Over‐expression of FK506‐binding protein FKBP12.6 alters excitation–contraction coupling in adult rabbit cardiomyocytes

This study investigated the function of FK506‐binding protein (FKBP12.6) using adenoviral‐mediated gene transfer to over‐express FKBP12.6 (Ad‐FKBP12.6) in adult rabbit ventricular cardiomyocytes. Infection with a β‐galactosidase‐expressing adenovirus (Ad‐LacZ) was used as a control. Peak‐systolic intracellular [Ca 2+ ] (measured with Fura‐2) was higher in the Ad‐FKBP12.6 group compared to Ad‐LacZ (1 Hz field stimulation at 37°C). The amplitude of caffeine‐induced Ca 2+ release was also greater, indicating a higher SR Ca 2+ content in the Ad‐FKBP12.6 group. Voltage clamp experiments indicated that FKBP12.6 over‐expression did not change L‐type Ca 2+ current amplitude or Ca 2+ efflux rates via the Na + –Ca 2+ exchanger. Ca 2+ transients comparable to those after Ad‐FKBP12.6 transfection could be obtained by enhancing SR Ca 2+ content of Ad‐LacZ infected cells with periods of high frequency stimulation. Line‐scan confocal microscopy (Fluo‐3 fluorescence) of intact cardiomyocytes stimulated at 0.5 Hz (20−21°C) revealed a higher degree of synchronicity of SR Ca 2+ release and fewer non‐responsive Ca 2+ release sites in the Ad‐FKBP12.6 group compared to control.

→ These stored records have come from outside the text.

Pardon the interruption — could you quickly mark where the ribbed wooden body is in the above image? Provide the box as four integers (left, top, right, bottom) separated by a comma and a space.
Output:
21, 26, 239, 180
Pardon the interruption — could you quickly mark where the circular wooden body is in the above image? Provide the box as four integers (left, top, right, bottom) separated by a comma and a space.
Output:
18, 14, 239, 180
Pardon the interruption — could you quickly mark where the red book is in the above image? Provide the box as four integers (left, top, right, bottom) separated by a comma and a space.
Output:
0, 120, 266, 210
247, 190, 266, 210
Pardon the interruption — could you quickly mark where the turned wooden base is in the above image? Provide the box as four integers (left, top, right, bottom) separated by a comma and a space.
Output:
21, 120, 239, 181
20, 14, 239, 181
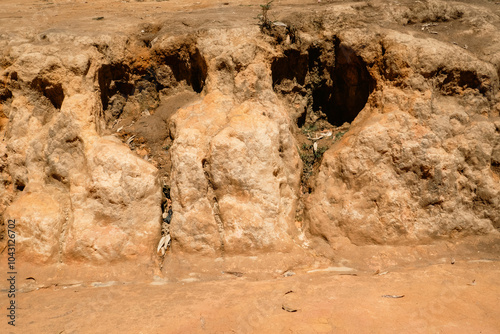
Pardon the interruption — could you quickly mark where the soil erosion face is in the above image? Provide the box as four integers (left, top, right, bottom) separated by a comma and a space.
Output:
0, 0, 500, 332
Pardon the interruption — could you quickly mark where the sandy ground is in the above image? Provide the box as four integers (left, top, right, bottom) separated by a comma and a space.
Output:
0, 0, 500, 334
0, 260, 500, 333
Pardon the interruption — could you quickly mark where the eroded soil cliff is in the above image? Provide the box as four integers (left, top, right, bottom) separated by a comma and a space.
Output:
0, 0, 500, 333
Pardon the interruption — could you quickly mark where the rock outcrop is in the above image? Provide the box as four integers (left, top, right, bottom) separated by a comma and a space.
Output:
0, 2, 500, 264
306, 31, 500, 244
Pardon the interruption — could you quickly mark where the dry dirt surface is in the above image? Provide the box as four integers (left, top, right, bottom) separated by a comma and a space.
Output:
0, 0, 500, 334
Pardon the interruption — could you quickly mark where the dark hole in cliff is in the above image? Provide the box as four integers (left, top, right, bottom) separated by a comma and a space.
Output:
271, 41, 375, 127
15, 180, 25, 191
97, 44, 207, 127
155, 44, 207, 93
31, 77, 64, 109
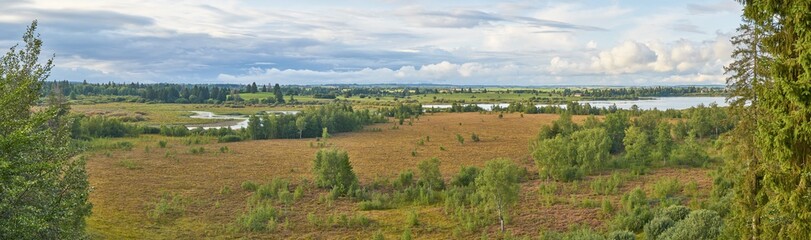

Ca 2+ spark morphology was measured in β‐escin‐permeabilized cardiomyocytes at a free [Ca 2+ ] i of 150 n m . The average values of the spark parameters (amplitude, duration, width and frequency) were reduced in the Ad‐FKBP12.6 group. Increasing [Ca 2+ ] i to 400 n m caused coherent propagating Ca 2+ waves in the Ad‐FKBP12.6 group but only limited Ca 2+ release events were recorded in the control group. These data indicate that FKBP12.6 over‐expression enhances Ca 2+ transient amplitude predominately by increasing SR Ca 2+ content. Moreover, there is also evidence that FKBP12.6 can enhance the coupling between SR Ca 2+ release sites independently of SR content.